Following many convivial evenings together and the introduction of more visiting
Italians to the squad (including Marco, an old fashioned number ten; Lele, a Gastroentorologist; Giacomo, a trainee neurologist; Mauro, a DJ and Vito, an over-worked Roman lawyer), the team’s cultural transformation was complete. The indifferent handshake was a thing of the past and I was now confronted with players hugging and kissing each other. And this was before the match started.

But it was the winning mentality that would define Filippo’s – and, as England fans
now hope, Capello’s – contribution. He thought we were insufficiently motivated to win games. ‘Why you say “unlucky”’, he once castigated one of our players who had offered some polite commiseration as a team-mate’s sliced shot flew towards the A3. ‘In Italy we say it’s “crap”’. Following a 1-1 draw against lowly Sporting Falcon, he interrupted the jovial post-match dressing room banter with a rant against the lack of commitment. In the ensuing email debate which followed he explained his reaction: ‘For me this is our Premier League.
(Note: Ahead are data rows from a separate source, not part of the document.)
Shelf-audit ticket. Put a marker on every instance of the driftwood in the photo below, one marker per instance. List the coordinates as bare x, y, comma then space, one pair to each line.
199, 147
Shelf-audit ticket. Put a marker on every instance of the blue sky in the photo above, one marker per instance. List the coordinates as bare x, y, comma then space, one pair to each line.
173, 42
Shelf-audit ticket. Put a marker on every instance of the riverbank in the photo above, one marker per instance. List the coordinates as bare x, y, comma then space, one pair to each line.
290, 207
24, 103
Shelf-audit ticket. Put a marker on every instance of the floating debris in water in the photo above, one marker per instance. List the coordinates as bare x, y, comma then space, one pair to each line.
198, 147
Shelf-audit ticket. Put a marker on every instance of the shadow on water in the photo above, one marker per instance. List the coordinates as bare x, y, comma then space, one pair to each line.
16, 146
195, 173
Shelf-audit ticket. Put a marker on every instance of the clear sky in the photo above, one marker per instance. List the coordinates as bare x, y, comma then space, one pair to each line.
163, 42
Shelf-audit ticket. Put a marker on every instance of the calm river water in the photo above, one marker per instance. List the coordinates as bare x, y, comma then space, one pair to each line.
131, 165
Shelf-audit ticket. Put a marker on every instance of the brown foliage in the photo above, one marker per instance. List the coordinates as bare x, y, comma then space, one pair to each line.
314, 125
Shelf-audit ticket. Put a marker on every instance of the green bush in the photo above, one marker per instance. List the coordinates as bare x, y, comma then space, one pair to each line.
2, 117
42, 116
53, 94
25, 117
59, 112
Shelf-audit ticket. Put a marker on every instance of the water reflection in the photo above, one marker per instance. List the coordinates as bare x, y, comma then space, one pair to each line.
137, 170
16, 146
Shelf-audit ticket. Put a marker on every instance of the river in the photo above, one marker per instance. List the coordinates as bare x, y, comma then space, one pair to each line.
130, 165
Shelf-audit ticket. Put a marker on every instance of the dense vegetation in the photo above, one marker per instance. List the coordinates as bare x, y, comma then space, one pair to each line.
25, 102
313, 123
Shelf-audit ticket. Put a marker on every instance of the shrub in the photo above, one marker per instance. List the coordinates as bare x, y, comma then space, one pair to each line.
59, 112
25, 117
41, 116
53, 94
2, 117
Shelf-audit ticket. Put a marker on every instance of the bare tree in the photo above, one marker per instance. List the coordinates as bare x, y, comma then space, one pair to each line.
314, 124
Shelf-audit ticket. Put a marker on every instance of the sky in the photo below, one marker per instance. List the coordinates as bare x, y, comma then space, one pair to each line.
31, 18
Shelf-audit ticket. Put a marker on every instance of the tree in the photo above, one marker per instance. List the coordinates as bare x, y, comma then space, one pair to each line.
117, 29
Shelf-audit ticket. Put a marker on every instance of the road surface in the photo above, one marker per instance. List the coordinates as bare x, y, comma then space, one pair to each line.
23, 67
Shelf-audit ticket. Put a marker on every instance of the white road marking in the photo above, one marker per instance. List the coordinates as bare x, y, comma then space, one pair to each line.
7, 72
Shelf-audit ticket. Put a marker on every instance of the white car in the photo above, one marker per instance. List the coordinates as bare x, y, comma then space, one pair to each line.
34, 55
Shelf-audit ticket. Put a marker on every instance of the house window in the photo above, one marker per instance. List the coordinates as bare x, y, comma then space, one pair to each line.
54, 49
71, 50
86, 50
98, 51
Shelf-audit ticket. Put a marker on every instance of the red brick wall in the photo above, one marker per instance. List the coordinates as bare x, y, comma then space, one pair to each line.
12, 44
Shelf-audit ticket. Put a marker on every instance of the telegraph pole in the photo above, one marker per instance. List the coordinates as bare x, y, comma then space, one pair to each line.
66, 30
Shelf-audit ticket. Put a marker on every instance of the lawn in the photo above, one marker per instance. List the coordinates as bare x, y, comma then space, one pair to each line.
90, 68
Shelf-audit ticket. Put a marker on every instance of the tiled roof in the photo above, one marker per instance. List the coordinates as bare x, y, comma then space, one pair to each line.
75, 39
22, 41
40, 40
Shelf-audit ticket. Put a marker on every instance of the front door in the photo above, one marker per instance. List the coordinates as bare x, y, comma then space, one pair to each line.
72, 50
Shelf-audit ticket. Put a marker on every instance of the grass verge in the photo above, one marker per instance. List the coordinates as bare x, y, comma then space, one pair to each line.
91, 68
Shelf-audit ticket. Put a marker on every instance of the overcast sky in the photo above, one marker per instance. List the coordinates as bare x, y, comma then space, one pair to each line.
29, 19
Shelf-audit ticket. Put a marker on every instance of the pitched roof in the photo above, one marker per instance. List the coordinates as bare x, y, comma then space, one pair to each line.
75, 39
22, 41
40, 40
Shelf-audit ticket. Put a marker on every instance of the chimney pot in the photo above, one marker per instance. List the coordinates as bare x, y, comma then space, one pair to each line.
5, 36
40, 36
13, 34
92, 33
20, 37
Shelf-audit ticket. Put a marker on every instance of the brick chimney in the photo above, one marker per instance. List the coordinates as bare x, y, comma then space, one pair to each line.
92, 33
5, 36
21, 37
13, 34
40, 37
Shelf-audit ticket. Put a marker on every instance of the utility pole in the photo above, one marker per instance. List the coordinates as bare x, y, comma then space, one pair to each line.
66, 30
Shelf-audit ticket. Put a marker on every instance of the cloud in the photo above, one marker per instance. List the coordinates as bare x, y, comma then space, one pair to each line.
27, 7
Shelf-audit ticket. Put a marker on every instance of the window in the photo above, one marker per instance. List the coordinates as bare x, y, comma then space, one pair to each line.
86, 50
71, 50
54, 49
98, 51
If we don’t win then we have to feel the pain, so that next time we are better’.

He wasn’t averse to playing pre-match psychological games with the opponents, telling many rival managers, in English that is better than Capello’s, that he was ‘sure you win, cos we have a lot of players missing’. It invariably worked and the new mentality brought a remarkable revival between 2002-2004, when we won three consecutive league championships, twice conquering the Grafton Millennium League and then winning the London Midweek League Division 1.

On the back of this success, we travelled frequently in Europe, with Filippo taking us three times to Rome where this team of British Sunday leaguers played at La Borghesiana (the Italian national team’s training ground), and the Stadio dei Marmi, which has hosted U-21 internationals, in a game against a team of Italian writers that was kicked off by Italian legend Gianni Rivera.

Like Fabio Capello, Filippo is a great lover of British football traditions with a particular affection for the FA Cup. His attempts to enter our club for this illustrious competition failed, however. Unfortunately you need your own stadium and be able to play on Saturday afternoons, an impossibility given he was normally at Stamford Bridge or Highbury at these times.

In early 2006, Filippo left London to take up a new position for the Gazzetta in Madrid, ironically following Capello through his eventful year with the Spanish champions. Six months after his departure we were with him once again playing in a tournament against his new ‘Philosophy Football Madrid’ team, which was setting out on its own adventure. The managerial skills he had practiced with his ‘squadra Inglese’ were being put to good use. Later we went to see Real Madrid lose a vital league match and ate together at the Mesun Txistu, the restaurant favoured by Real’s players. In a quiet corner, eating alone, we could see a gloomy Don Fabio, perhaps reflecting on his predicament and pondering his next move. After the experience of our ‘own Capello’ this could be a bigger challenge than many predict.